The next thing I have to do is to write up a spec proposal for all this work and get it discussed by the CSS and SVG working groups. Based on that feedback we'll figure out the best way to deliver this functionality in Gecko. Unfortunately, the approach of "make existing syntax applicable in more situations" is not amenable to using vendor prefixes to isolate experimental features.



SVG Paint Servers For HTML

I've done some more work on applying SVG effects to HTML. This time I've made SVG paint servers (i.e., gradients and patterns) usable as CSS 'background' images.


HTML with SVG gradients and patterns

Here's the markup:
<html xmlns="http://www.w3.org/1999/xhtml"
xmlns:svg="http://www.w3.org/2000/svg">
<head>
<style>
h1 { background:url(#h); }
p { background:url(#p); }
span { background:url(#h); }
</style>
</head>
<body>
<h1 style="width:95%;">Heading</h1>
<p style="width:90%; border:1px solid black; margin-left:2em;">
"Lorem ipsum dolor sit amet, consectetur adipisicing elit, sed do eiusmod tempor
incididunt ut labore et dolore magna aliqua. Ut enim ad minim veniam, quis nostrud
exercitation ullamco laboris nisi ut aliquip ex ea commodo consequat. Duis aute
irure dolor in reprehenderit in voluptate velit esse cillum dolore eu fugiat nulla
pariatur. Excepteur sint occaecat cupidatat non proident, sunt in culpa qui officia
deserunt mollit anim id est laborum."
</p>
<div style="width:200px;">"Lorem ipsum dolor sit amet,
<span>consectetur adipisicing elit, sed do eiusmod</span>
tempor incididunt ut labore et dolore magna aliqua.</div>
<svg:svg style="height:0">
<svg:linearGradient id="h" x2="1" y2="0">
<svg:stop stop-color="yellow" offset="0"/>
<svg:stop stop-color="yellow" stop-opacity="0" offset="1"/>
</svg:linearGradient>
<svg:pattern id="p" patternUnits="userSpaceOnUse"
x="0" y="0" width="50" height="50"
viewBox="-1 -1 9 5.5" >
<svg:path d="M 0 0 L 7 0 L 3.5 7 z" fill="red" stroke="blue" opacity="0.3"/>
</svg:pattern>
</svg:svg>
</body>
</html>

This is very straightforward. The gradient or pattern is painted over the CSS "background-origin" area. All CSS background features are supported, such as "background-attachment:fixed" and "background-repeat". Backgrounds are striped over inline elements just like normal background images, as shown in the example. Repeating backgrounds can be a little confusing since the pattern or gradient is rendered to the background-origin area and then repeated according to CSS, so you can have repetition at the pattern or gradient level (including repetition in non-axis-aligned directions) then repetition of the rendered rectangle. But this won't matter much since unless the author is being tricky, the gradient or pattern will fill the background-origin area and only one tile will be visible.

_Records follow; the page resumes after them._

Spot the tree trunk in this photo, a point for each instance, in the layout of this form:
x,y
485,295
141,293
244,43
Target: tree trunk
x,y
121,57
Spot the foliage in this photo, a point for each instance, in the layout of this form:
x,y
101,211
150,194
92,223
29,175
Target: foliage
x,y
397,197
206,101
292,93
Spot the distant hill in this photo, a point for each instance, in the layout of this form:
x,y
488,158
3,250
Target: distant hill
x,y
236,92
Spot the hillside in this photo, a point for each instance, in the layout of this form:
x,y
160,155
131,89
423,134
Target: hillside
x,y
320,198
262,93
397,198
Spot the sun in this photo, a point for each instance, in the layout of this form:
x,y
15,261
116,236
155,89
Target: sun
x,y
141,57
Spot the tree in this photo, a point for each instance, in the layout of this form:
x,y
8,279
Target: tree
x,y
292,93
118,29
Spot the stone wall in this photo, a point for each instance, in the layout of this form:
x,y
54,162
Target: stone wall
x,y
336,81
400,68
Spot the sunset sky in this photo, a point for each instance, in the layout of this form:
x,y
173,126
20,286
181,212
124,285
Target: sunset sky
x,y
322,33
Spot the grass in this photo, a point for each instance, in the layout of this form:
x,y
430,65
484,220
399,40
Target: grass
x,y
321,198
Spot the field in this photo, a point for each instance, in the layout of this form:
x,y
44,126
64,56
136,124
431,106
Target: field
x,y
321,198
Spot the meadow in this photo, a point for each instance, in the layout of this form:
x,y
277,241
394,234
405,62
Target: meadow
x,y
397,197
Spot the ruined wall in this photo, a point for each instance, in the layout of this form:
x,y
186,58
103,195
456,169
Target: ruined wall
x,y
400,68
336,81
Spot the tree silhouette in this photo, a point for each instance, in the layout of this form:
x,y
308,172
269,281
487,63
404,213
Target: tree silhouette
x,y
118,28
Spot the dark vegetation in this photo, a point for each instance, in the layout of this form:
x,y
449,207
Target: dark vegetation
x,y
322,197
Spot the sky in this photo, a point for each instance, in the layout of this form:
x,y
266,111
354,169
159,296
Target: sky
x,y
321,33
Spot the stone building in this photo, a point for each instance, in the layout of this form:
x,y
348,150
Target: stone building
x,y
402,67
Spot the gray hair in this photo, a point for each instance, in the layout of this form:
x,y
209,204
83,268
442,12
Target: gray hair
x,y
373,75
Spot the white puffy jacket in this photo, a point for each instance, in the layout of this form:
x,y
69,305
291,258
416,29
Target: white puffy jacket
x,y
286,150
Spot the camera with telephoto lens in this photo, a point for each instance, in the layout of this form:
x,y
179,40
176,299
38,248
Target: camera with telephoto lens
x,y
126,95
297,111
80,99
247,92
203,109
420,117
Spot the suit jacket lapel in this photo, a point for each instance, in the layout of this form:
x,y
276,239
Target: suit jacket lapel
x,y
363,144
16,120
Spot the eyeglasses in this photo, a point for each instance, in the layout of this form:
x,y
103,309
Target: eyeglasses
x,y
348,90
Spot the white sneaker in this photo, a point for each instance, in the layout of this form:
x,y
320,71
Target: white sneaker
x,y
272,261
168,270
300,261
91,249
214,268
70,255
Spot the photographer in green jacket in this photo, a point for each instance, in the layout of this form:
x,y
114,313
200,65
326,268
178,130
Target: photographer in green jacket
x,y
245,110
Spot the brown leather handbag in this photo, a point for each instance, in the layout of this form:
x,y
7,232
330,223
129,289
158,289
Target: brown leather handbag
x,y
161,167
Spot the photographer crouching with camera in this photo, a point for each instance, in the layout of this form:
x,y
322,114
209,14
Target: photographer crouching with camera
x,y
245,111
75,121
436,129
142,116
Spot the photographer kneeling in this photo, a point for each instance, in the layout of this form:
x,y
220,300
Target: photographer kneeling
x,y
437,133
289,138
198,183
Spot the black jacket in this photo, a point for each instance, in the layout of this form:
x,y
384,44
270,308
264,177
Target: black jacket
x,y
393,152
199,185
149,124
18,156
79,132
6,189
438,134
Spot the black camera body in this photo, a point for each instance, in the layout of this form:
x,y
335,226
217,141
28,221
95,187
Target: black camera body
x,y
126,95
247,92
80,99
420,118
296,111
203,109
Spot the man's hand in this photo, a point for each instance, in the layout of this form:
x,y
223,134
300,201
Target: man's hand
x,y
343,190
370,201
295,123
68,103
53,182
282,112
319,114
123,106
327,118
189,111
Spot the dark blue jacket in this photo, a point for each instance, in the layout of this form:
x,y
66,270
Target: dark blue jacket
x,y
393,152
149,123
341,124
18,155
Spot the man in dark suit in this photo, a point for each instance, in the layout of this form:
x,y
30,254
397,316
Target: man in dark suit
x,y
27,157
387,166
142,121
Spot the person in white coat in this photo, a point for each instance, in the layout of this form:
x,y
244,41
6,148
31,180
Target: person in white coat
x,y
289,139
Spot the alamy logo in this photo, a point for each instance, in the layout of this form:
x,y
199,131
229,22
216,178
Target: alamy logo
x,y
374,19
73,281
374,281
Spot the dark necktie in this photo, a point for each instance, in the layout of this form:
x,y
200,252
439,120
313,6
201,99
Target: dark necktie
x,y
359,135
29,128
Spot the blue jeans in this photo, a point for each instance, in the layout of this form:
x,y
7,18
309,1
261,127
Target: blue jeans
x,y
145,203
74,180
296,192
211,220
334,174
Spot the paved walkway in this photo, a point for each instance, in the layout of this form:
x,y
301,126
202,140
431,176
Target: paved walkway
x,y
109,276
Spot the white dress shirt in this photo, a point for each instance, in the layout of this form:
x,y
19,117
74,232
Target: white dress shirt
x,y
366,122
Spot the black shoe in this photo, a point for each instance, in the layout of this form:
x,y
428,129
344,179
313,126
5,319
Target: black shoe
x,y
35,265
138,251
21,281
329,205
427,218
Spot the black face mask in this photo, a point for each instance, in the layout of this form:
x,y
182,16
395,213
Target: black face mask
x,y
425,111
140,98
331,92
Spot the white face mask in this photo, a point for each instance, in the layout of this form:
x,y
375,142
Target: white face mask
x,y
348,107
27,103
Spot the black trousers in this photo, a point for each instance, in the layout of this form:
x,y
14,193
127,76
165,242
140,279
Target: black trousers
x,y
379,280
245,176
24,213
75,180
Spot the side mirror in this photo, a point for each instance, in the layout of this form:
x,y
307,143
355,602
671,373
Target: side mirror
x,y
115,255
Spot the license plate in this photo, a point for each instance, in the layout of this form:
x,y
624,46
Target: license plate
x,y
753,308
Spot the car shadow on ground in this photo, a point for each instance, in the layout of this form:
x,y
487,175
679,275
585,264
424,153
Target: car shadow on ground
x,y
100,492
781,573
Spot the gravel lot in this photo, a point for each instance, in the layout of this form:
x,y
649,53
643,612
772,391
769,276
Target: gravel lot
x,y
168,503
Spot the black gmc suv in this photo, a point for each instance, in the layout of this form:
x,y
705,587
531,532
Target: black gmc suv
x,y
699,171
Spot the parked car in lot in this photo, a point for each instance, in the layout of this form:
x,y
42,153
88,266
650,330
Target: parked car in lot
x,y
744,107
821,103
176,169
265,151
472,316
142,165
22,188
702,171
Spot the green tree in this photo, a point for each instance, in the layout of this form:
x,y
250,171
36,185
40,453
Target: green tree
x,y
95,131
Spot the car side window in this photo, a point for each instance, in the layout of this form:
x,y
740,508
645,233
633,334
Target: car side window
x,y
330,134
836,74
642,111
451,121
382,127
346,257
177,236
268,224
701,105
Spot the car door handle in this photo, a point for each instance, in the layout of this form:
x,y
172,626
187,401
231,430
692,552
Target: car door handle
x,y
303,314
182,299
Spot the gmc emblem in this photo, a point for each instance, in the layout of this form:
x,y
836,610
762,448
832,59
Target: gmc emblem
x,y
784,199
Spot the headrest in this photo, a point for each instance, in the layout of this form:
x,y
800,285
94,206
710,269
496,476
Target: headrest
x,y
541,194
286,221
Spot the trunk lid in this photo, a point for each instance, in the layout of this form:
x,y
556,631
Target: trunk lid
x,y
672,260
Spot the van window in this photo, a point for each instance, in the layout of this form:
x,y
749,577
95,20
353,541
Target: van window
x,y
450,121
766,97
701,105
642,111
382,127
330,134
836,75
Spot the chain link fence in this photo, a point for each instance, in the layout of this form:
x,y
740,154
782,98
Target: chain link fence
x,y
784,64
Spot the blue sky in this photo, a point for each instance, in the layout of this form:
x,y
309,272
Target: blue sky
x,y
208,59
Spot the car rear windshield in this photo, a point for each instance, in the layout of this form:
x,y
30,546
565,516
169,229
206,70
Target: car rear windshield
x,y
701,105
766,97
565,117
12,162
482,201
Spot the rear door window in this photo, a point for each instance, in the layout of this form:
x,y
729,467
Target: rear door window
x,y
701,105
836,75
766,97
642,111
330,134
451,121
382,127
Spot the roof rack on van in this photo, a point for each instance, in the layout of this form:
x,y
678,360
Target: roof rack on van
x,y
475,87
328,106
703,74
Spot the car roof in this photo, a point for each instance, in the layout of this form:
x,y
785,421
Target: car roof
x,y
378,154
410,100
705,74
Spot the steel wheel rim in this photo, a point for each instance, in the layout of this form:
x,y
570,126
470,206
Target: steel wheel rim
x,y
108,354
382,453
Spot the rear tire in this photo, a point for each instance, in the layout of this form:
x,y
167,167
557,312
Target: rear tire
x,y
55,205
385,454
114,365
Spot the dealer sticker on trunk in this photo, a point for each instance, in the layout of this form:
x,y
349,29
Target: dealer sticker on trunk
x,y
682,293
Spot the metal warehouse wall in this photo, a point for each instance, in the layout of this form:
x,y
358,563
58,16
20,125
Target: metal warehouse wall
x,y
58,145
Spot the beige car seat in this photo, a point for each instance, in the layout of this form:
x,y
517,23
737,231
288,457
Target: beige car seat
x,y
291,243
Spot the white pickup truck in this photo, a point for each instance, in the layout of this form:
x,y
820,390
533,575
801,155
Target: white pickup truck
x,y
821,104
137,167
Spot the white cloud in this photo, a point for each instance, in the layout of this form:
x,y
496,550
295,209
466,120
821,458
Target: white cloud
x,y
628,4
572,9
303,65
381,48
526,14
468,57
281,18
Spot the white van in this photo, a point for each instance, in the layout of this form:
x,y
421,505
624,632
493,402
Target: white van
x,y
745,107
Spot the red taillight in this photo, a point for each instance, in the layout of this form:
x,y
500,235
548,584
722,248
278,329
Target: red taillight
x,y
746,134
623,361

"userSpaceOnUse" units in the paint server are defined to be CSS pixels with the background-origin area as the viewport. "objectBoundingBox" units are just the background-origin area.

I've pushed my changes to my public Mercurial repository and prepared try-server builds for Mac, Linux and Windows installer/Windows ZIP. I didn't update the branch to trunk so the rest of the code is a few weeks old. I've also published the above example. (As I mentioned a while ago the changes in this branch are gradually trickling into the trunk.)

These builds have another very cool feature which deserves a post of its own. Stay tuned!

Update The Linux build had a pretty bad bug in it (actually an existing bug that my code exposed). I've updated the link to point to a build that should work without displaying garbage much of the time.